Heisler and Berke were already marathon runners, so they knew they would need less training than Powers, who was physically active and healthy, but unprepared to handle an endurance event. Fortunately, Susan G. Komen offers a training handbook that outlines a 24-week preparatory program for would-be walkers, which Powers followed to the letter. At the end of the six months, Powers had trained for more than 570 miles at a pace of just over three miles an hour, which meant she was often walking more than seven hours a day.

In addition to preparing physically, walkers are also required to prepare financially by each raising a mandatory $2,300 in order to participate. The women reached out to family, friends, and co-workers, collecting $7,755 of the $4.6 million that was raised during the 2012 Philadelphia event.

On October 5, the “Walk, Race, Save” team donned matching shirts designed by Berke, featuring a modification of the Komen emblem that looked like a mother and daughter and a list of the people for whom they were walking. After an emotional opening ceremony at Willow Grove Park Mall, the walkers trekked the first day’s 23.5 miles through Chestnut Hill, along Kelly Drive, and on the Wissahickon Trail. Along the way, there were crowds cheering them on and frequent pit-stops with food, drinks, and port-a-potties. They ended the day at the Pennsylvania Convention Center where they were fed dinner, entertained, and allowed to take hot showers in two tractor trailers outfitted with private dressing room and shower combinations, before going to sleep by 9:30 p.m. in two-person tents.

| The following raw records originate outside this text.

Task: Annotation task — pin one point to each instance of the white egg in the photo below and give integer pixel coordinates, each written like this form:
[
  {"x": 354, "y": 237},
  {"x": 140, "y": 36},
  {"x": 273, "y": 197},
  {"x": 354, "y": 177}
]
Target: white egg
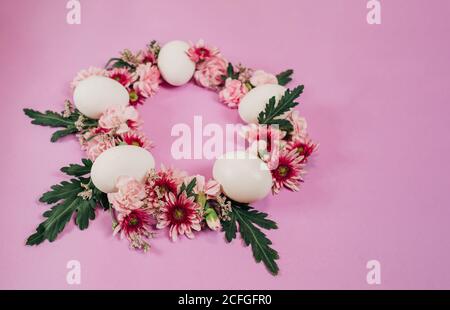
[
  {"x": 243, "y": 177},
  {"x": 95, "y": 94},
  {"x": 256, "y": 99},
  {"x": 122, "y": 160},
  {"x": 175, "y": 66}
]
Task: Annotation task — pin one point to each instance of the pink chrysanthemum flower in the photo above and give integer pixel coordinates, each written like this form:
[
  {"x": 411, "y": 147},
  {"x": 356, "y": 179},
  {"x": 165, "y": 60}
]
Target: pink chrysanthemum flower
[
  {"x": 303, "y": 146},
  {"x": 137, "y": 138},
  {"x": 200, "y": 51},
  {"x": 136, "y": 227},
  {"x": 148, "y": 79},
  {"x": 181, "y": 214},
  {"x": 288, "y": 173},
  {"x": 121, "y": 75},
  {"x": 84, "y": 74}
]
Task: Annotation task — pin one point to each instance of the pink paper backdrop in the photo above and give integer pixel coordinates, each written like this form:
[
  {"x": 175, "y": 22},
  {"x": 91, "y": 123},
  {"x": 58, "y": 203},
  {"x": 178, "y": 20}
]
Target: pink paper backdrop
[{"x": 377, "y": 100}]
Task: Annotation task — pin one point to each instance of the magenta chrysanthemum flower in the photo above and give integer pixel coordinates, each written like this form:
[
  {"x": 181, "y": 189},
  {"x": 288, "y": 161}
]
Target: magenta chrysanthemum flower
[
  {"x": 181, "y": 214},
  {"x": 136, "y": 227},
  {"x": 121, "y": 75},
  {"x": 201, "y": 51},
  {"x": 303, "y": 146},
  {"x": 159, "y": 184},
  {"x": 138, "y": 139},
  {"x": 84, "y": 74},
  {"x": 288, "y": 172}
]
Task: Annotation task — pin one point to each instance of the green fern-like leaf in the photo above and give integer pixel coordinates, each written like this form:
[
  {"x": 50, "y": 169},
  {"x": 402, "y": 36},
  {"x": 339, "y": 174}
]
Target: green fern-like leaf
[{"x": 249, "y": 221}]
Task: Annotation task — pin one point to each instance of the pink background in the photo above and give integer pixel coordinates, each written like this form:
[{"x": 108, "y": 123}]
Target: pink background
[{"x": 377, "y": 100}]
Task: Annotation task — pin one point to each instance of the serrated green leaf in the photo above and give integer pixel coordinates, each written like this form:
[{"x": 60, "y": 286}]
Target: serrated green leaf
[
  {"x": 78, "y": 170},
  {"x": 100, "y": 198},
  {"x": 249, "y": 221},
  {"x": 285, "y": 77}
]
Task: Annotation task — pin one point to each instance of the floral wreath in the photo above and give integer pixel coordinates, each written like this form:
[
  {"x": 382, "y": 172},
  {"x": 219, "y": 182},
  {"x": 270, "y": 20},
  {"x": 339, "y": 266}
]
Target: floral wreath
[{"x": 142, "y": 202}]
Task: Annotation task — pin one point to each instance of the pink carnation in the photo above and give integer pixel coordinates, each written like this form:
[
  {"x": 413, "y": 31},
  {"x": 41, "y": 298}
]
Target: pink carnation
[
  {"x": 260, "y": 77},
  {"x": 232, "y": 93},
  {"x": 129, "y": 196},
  {"x": 94, "y": 143},
  {"x": 84, "y": 74},
  {"x": 121, "y": 75},
  {"x": 210, "y": 72},
  {"x": 148, "y": 79},
  {"x": 118, "y": 118},
  {"x": 138, "y": 139}
]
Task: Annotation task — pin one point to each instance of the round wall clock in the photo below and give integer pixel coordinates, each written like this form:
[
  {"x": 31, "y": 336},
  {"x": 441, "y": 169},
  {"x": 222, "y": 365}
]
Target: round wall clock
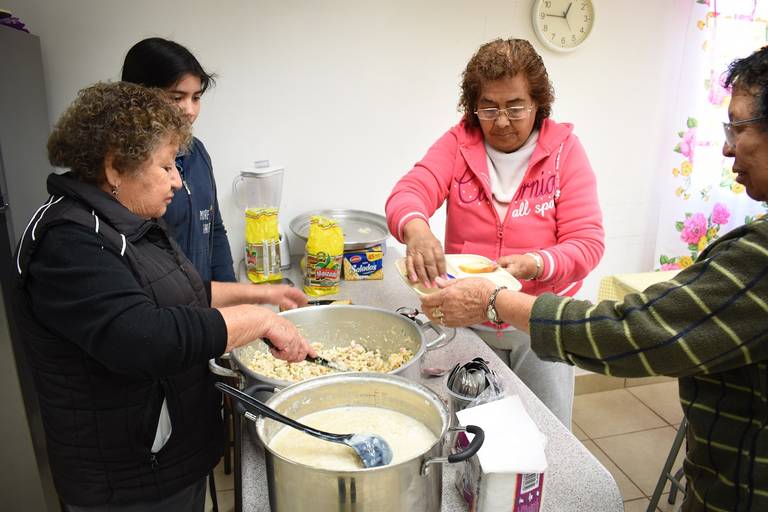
[{"x": 563, "y": 25}]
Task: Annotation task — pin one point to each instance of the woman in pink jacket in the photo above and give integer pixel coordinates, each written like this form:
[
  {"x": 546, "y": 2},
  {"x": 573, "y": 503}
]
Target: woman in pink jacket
[{"x": 520, "y": 190}]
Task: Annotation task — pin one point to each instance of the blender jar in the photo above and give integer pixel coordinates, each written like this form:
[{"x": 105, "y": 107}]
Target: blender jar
[{"x": 258, "y": 192}]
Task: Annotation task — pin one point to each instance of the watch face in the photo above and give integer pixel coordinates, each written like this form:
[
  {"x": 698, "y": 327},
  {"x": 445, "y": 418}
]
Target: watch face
[{"x": 563, "y": 24}]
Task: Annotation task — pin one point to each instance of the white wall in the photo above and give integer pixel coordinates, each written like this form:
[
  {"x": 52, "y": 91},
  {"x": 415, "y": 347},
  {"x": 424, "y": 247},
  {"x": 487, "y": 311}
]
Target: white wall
[{"x": 347, "y": 95}]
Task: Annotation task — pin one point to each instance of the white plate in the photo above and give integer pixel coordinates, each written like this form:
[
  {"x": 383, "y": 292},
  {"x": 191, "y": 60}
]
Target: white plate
[{"x": 499, "y": 277}]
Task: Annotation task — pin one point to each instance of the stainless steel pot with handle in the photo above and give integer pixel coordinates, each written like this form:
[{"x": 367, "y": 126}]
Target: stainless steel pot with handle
[
  {"x": 414, "y": 485},
  {"x": 337, "y": 326}
]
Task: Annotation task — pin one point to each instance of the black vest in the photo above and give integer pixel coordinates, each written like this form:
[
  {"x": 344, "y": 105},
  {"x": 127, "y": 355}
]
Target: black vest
[{"x": 103, "y": 423}]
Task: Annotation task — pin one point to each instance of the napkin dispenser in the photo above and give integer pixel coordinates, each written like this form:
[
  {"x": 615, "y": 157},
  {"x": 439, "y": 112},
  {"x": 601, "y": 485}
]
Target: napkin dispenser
[{"x": 508, "y": 472}]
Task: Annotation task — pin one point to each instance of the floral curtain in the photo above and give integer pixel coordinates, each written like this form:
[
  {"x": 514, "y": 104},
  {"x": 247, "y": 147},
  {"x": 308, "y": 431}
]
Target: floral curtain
[{"x": 701, "y": 200}]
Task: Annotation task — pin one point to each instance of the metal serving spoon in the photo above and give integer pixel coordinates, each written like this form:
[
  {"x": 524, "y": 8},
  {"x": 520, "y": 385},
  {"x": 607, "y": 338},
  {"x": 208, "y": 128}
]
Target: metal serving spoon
[
  {"x": 373, "y": 450},
  {"x": 334, "y": 365}
]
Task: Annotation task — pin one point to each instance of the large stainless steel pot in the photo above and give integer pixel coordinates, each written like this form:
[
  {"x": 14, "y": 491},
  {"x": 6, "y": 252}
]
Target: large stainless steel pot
[
  {"x": 336, "y": 326},
  {"x": 414, "y": 485}
]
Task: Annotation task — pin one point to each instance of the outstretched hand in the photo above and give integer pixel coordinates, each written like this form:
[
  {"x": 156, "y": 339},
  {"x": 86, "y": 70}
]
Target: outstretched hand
[
  {"x": 424, "y": 257},
  {"x": 460, "y": 302},
  {"x": 284, "y": 296},
  {"x": 288, "y": 343}
]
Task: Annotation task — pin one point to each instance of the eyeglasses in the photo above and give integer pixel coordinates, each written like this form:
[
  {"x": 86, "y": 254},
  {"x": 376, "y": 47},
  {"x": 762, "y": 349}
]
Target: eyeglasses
[
  {"x": 512, "y": 113},
  {"x": 730, "y": 136}
]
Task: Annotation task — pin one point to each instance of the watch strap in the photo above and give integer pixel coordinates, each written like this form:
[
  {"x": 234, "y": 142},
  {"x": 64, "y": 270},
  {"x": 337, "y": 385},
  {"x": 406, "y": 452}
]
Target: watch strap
[{"x": 491, "y": 312}]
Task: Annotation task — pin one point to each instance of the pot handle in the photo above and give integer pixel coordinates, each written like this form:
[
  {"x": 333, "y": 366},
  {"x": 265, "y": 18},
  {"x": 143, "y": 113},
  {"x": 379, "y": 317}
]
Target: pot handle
[
  {"x": 250, "y": 390},
  {"x": 219, "y": 370},
  {"x": 463, "y": 455},
  {"x": 442, "y": 337}
]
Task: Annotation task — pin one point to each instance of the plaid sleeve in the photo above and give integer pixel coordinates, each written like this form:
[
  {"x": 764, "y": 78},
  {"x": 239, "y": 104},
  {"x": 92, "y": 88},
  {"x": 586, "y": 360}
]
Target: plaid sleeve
[{"x": 710, "y": 318}]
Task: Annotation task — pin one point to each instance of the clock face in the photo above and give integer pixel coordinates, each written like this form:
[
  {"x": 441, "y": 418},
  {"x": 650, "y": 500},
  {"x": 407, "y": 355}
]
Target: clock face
[{"x": 563, "y": 24}]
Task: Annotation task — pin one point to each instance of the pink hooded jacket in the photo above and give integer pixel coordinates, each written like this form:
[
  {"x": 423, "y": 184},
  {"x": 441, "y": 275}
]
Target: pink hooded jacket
[{"x": 554, "y": 211}]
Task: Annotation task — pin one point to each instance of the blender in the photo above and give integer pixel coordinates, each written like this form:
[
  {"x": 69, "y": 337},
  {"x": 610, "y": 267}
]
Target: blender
[{"x": 258, "y": 191}]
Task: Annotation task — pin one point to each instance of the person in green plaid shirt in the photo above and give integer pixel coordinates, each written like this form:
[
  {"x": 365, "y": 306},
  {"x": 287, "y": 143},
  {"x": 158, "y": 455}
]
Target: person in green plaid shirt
[{"x": 708, "y": 326}]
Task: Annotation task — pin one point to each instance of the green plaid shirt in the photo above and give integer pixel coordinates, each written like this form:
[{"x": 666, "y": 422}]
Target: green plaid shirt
[{"x": 708, "y": 327}]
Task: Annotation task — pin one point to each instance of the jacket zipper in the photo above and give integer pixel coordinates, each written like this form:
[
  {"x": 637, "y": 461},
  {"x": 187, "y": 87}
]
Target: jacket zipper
[{"x": 190, "y": 222}]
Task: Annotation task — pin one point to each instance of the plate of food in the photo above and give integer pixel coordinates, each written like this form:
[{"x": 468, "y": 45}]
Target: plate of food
[{"x": 459, "y": 266}]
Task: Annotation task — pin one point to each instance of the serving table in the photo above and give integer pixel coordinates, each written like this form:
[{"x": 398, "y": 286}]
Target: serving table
[{"x": 575, "y": 480}]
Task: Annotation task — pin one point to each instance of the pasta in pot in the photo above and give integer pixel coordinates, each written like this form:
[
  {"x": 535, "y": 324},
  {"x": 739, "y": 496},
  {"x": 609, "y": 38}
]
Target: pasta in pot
[{"x": 354, "y": 356}]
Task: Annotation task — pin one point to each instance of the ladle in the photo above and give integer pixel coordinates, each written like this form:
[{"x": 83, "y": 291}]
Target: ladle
[{"x": 373, "y": 450}]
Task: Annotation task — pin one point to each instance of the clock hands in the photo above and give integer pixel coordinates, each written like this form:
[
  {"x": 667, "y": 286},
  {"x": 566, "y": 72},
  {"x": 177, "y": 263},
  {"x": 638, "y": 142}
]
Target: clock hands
[{"x": 565, "y": 15}]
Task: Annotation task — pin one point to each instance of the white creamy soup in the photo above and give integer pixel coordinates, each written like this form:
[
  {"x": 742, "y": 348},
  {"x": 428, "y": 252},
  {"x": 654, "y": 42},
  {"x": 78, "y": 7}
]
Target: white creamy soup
[{"x": 406, "y": 437}]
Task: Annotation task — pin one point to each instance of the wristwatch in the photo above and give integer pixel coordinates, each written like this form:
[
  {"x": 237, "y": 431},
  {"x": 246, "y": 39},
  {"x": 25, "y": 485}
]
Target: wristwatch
[{"x": 490, "y": 310}]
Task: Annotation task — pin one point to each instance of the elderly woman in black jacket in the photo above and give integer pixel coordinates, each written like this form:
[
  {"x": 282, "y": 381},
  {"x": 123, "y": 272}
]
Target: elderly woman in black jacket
[{"x": 118, "y": 324}]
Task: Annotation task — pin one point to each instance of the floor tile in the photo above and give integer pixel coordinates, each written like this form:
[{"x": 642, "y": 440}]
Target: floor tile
[
  {"x": 640, "y": 505},
  {"x": 666, "y": 507},
  {"x": 610, "y": 413},
  {"x": 580, "y": 434},
  {"x": 223, "y": 481},
  {"x": 594, "y": 382},
  {"x": 641, "y": 455},
  {"x": 662, "y": 398},
  {"x": 628, "y": 490},
  {"x": 226, "y": 501}
]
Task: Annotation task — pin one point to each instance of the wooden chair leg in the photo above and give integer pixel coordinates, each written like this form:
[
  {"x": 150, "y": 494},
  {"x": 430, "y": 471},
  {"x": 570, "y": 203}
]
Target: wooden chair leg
[
  {"x": 666, "y": 471},
  {"x": 212, "y": 490},
  {"x": 228, "y": 442}
]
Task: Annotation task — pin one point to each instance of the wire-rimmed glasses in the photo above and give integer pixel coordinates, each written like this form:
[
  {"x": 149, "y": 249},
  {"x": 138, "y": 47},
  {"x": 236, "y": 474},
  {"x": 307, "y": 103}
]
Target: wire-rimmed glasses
[
  {"x": 513, "y": 113},
  {"x": 730, "y": 136}
]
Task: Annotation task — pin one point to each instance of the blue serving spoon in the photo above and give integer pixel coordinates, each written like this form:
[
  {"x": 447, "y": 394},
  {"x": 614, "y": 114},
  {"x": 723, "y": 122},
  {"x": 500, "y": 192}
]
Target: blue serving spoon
[{"x": 373, "y": 450}]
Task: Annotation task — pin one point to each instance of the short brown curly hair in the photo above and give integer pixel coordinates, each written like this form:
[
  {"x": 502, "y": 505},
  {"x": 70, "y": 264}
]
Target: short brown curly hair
[
  {"x": 125, "y": 120},
  {"x": 506, "y": 58}
]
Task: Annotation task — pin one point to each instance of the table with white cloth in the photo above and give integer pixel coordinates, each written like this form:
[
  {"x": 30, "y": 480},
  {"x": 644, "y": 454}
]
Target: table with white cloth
[{"x": 575, "y": 480}]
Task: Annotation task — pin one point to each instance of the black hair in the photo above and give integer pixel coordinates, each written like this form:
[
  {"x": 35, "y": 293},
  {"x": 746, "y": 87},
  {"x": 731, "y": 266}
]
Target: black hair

The next day’s 24.5 miles included walking along the Main Line, and through Haverford College campus and Center City. During this second day while crossing over a bridge at the Overbrook Train Station, Powers shared that she and her husband, Joe, had gotten engaged in that very spot 48 years before – which she had never mentioned to her daughter before.

On the final day, the women walked the 16.5 miles in the rain through Center City and South Philly to the Philadelphia Navy Yard where the walk concluded with an inspiring closing ceremony. Afterwards, they shared a celebration dinner in King of Prussia, where Powers’ aching feet were treated to the comfort of some roomy men’s slippers.

Although Powers has decided the three-day walk was a “once and done” challenge, Heisler and Berke have already registered their new team “Fifty Shades of Pink” for the 2013 walk on October 4 – 6. They encourage anyone interested in the walk to visit the website (the3day.org) for information and to search for their team name if they would like to join.

“I highly recommend find a personal challenge linked to a charity of your choice,” encouraged Powers. “You will never be sorry to have made a passionate personal endeavor that contributes to a worthwhile need.”